But the sudden departure comes amid a number of uncomfortable circumstances and came right before PIMCO was set to remove him, according to the New York Times. Running up to his department were reports of erratic behavior, questions about his leadership, the declining performance of the funds he directed, and a Securities and Exchange Commission investigation into a fund he managed.

He was so associated with PIMCO that as of this morning his picture was still at the top center of the company's website. The 70-year-old made a $200 million annual salary, according to Business Insider. Gross is personally worth $2.3 billion, according to a Forbes estimate, was instrumental in PIMCO managing $2 trillion in assets. His work at the company reportedly made him the most powerful figure in the bond industry, as he managed, at $236 billion, the Total Return Fund, the largest bond fund in the world.
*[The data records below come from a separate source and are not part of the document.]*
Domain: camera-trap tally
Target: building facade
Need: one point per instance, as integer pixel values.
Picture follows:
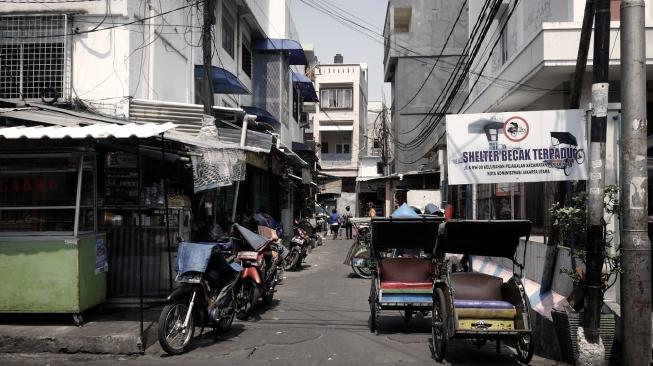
(338, 122)
(414, 38)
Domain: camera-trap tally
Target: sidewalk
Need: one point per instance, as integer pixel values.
(115, 331)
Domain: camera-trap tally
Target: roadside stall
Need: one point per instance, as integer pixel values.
(53, 257)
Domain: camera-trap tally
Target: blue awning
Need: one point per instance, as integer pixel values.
(224, 82)
(261, 114)
(292, 48)
(305, 86)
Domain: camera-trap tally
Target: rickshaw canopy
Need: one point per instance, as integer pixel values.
(488, 238)
(404, 233)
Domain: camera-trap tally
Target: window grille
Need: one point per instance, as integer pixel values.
(246, 60)
(33, 56)
(228, 30)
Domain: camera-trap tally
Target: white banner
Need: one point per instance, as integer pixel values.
(511, 147)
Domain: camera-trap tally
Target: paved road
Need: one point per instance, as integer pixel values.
(319, 317)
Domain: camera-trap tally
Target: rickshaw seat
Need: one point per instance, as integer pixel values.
(477, 286)
(405, 273)
(478, 295)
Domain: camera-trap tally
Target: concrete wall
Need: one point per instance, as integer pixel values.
(429, 27)
(343, 75)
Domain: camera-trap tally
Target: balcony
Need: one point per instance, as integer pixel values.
(333, 160)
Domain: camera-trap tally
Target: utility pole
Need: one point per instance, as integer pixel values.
(596, 205)
(207, 56)
(635, 244)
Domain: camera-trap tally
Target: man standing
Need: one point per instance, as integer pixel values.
(347, 220)
(334, 223)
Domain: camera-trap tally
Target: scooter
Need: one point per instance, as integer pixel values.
(259, 277)
(299, 247)
(204, 297)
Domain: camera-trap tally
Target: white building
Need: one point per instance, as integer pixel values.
(108, 54)
(338, 122)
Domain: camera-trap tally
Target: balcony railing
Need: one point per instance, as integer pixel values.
(335, 159)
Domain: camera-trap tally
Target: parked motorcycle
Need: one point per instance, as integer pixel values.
(259, 277)
(299, 248)
(205, 296)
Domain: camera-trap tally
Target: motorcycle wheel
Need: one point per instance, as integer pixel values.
(225, 323)
(172, 337)
(246, 299)
(293, 261)
(268, 296)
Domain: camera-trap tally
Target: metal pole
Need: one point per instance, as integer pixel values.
(165, 206)
(78, 195)
(596, 205)
(512, 201)
(635, 245)
(138, 237)
(243, 138)
(562, 189)
(207, 56)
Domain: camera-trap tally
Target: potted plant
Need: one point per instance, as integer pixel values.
(571, 223)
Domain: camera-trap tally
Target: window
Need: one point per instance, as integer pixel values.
(295, 105)
(379, 167)
(336, 99)
(228, 30)
(246, 60)
(402, 19)
(32, 56)
(343, 149)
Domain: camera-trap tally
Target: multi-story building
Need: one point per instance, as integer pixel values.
(112, 54)
(414, 40)
(338, 121)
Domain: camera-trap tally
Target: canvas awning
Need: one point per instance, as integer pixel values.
(305, 86)
(95, 131)
(224, 82)
(290, 47)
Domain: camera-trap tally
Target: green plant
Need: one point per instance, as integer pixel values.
(571, 223)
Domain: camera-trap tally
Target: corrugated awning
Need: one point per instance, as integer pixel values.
(224, 82)
(305, 86)
(292, 157)
(343, 127)
(292, 49)
(96, 131)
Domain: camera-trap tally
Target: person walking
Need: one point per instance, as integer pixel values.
(371, 212)
(347, 220)
(334, 223)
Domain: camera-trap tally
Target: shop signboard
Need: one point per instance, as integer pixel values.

But over the last year, things began to deteriorate. Total Return Fund performance has lagged that of other bond funds. PIMCO CEO Mohamed El-Erian, who was supposed to take over from Gross, left the company in January. The rumored reason was "controversy over Gross's reportedly high handed management style," according to Forbes. That "sometimes included frequent outbursts," as the Times reported. The Wall Street Journal reports that PIMCO had repeatedly warned Gross about his behavior.

Then there was his personal behavior, which concerned many, including "showing up at a mutual fund industry forum to give an address wearing sunglasses and penning a monthly investor letter that was essentially an ode to his dead cat," according to the Times.

Wrapping up the package of bad news has been the SEC inquiry into whether someone artificially inflated the performance numbers of a $3.6 billion fund that Gross directly managed.

MarketWatch called that last 12 months Gross's "terrible, horrible, no good, very bad year."

According to Reuters, Gross knew he was being ousted and had threatened to quit on multiple occasions.